5.5. Hoare Triples
Having studied weakest preconditions, we shift our focus onto another construct for specifying program behaviour: Hoare triples. The weakest precondition does not explicitly specify which conditions must hold before executing the program; it only talks about the postcondition. Hoare triples build on weakest preconditions by requiring us to explicitly mention the precondition.
The Rocq syntax is {{{ P }}} e {{{ x .. y, RET v ; Q }}}. It
desugars to
□ (∀ Φ, P -∗ ▷ (∀ x .. y, Q -∗ Φ v) -∗ WP e {{ w, Φ w }})
iris-lean does not yet ship the {{{ P }}} e {{{ ... }}} sugar, so
in this port we write the desugared wand-rolled form directly. One
loss: we don't get the persistence □ automatically; we either add
it by hand or skip it when the spec only needs to be applied once.
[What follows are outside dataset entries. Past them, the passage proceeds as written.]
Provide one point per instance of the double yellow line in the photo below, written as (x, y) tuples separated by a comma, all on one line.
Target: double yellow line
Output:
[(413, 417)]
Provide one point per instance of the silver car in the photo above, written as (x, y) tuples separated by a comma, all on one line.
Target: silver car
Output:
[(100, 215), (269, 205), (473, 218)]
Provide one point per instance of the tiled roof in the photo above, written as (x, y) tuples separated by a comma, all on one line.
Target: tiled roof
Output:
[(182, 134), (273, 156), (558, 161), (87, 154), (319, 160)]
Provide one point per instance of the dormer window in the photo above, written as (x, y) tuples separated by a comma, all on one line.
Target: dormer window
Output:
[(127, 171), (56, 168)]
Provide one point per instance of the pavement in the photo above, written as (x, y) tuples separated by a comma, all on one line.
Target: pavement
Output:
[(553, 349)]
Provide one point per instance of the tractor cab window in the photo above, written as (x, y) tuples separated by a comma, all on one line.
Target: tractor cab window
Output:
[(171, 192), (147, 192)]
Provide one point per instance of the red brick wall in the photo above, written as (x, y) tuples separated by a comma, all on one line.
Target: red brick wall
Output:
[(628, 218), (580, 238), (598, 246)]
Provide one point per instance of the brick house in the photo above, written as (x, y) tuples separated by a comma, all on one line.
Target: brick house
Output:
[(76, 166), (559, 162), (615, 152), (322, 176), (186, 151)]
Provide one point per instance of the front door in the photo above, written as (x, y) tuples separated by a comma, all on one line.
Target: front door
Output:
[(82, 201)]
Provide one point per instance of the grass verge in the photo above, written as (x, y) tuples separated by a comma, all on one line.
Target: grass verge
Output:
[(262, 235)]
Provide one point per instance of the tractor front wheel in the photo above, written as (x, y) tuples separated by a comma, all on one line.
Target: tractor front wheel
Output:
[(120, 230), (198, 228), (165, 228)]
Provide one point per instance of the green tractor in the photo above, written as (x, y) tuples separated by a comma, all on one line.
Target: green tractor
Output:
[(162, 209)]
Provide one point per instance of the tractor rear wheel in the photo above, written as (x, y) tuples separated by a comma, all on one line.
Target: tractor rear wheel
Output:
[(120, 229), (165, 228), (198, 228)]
Consider a function that swaps two values.
def swap : Val := hl_val(λ x y,
let v := !x;
x ← !y;
y ← v)
-- TODO (upstream — iris-lean): port the Hoare-triple notation
-- `{{{ P }}} e {{{ x .. , RET v ; Q }}}`. Until then a Hoare-
-- triple-styled specification must be written out as the
-- desugared wand-rolled WP. (The proof itself uses `wp_pures` +
-- `wp_load`/`wp_store`, all of which work today — only the
-- statement-level sugar is missing.)
-- Rocq tutorial reference:
-- Lemma swap_spec (l1 l2 : loc) (v1 v2 : val) :
-- {{{ l1 ↦ v1 ∗ l2 ↦ v2 }}}
-- swap #l1 #l2
-- {{{ RET #(); l1 ↦ v2 ∗ l2 ↦ v1 }}}.
-- Proof.
-- iIntros "%Φ [H1 H2] HΦ".
-- rewrite /swap.
-- wp_pures. wp_load. wp_load. wp_store. wp_store.
-- iApply "HΦ". by iFrame.
-- Qed.
A convention in Iris is to write specifications using Hoare
triples but prove them by converting them to weakest preconditions.
This convention applies equally to the iris-lean port; once the
notation lands, the chapter's swap_spec and swap_swap_spec will
translate without issue, because every primitive law they use is
already in Iris.HeapLang.PrimitiveLaws.